Under surd;
simplify the following.
1. 1 all over 2 root 3+ 5 that is 1/2√3+5.
2. 1 all over 1- root 3 all in bracket that is 1/(1-√3)^2.?
1 all over 2 root 3+ 5 that is 1/2√3+5 ---- strange, why not just say: 1/(2√3 + 5) ??
By "simplify" I will assume you mean "rationalize the denominator"
1/(2√3 + 5)
= 1/(2√3 + 5) * (2√3 - 5)/(2√3 - 5) <------using the conjugate
= (2√3 - 5)/(12 - 25)
= (5 - 2√3)/13
for the 2nd : 1/(1-√3)^2
first simplify (1-√3)^2
= 1 - 2√3 + 3
= 4 - 2√3
So 1/(1-√3)^2
= 1/(4 - 2√3)
proceed in the same way as I did for #1
1/[ 2 sqrt 3 + 5 ] * (2 sqrt 3 -5) / (2 sqrt 3 -5)
= (2 sqrt 3 - 5) / [(4*3)-25]
continue
To simplify these expressions, we need to rationalize the denominators.

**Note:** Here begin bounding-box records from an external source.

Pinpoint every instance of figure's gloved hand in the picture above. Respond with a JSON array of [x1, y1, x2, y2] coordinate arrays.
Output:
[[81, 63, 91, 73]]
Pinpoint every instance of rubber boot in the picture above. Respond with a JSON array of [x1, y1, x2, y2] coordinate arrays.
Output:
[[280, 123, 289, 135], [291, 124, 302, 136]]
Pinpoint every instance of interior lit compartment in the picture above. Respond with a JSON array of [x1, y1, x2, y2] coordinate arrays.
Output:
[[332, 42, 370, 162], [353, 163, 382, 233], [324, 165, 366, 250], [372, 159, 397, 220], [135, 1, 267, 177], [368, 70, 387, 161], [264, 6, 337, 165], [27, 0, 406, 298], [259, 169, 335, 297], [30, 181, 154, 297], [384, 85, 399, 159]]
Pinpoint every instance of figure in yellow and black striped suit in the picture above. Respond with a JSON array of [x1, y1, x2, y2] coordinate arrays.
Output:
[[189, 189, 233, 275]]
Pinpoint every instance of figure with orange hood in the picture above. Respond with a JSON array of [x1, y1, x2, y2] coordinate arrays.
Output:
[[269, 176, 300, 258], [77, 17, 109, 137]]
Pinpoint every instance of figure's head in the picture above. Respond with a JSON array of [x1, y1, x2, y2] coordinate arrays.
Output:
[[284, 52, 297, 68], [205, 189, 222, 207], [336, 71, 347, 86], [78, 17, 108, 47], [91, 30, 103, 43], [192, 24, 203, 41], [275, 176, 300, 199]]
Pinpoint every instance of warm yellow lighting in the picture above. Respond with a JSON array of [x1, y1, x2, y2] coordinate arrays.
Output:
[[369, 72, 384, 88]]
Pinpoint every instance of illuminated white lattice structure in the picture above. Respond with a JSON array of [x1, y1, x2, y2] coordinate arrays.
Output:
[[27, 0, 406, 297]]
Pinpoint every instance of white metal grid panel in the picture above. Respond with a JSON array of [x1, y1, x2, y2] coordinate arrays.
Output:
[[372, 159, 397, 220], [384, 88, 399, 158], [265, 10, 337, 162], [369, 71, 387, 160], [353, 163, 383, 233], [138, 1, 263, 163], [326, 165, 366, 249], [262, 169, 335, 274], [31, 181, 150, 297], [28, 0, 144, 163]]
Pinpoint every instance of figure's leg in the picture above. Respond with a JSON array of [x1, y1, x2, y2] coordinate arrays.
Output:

Rationalizing the denominator means eliminating surds (square roots) from the denominator.
Let's go through each expression one by one:
1. To simplify 1/(2√3 + 5):
- Multiply the numerator and denominator by the conjugate of the denominator, which is (2√3 - 5):
(1/(2√3 + 5)) * ((2√3 - 5)/(2√3 - 5))
- Applying the difference of squares: (a + b)(a - b) = a^2 - b^2, we can simplify the denominator:
(2√3)^2 - (5)^2 = 12 - 25 = -13
- Simplifying the entire expression:
(2√3 - 5)/(-13) = -(2√3 - 5)/13
So, 1/(2√3 + 5) simplifies to -(2√3 - 5)/13.
2. To simplify 1/(1 - √3)^2:
- First, expand the denominator using the formula: (a - b)^2 = a^2 - 2ab + b^2.
(1 - √3)^2 = (1^2 - 2(1)(√3) + (√3)^2)
= 1 - 2√3 + 3
= 4 - 2√3
- Simplifying the entire expression:
1/(1 - √3)^2 = 1/(4 - 2√3)
So, 1/(1 - √3)^2 simplifies to 1/(4 - 2√3).
Note: In some cases, you may be able to simplify further by rationalizing the denominator again or simplifying surds, but these are the simplified forms of the given expressions.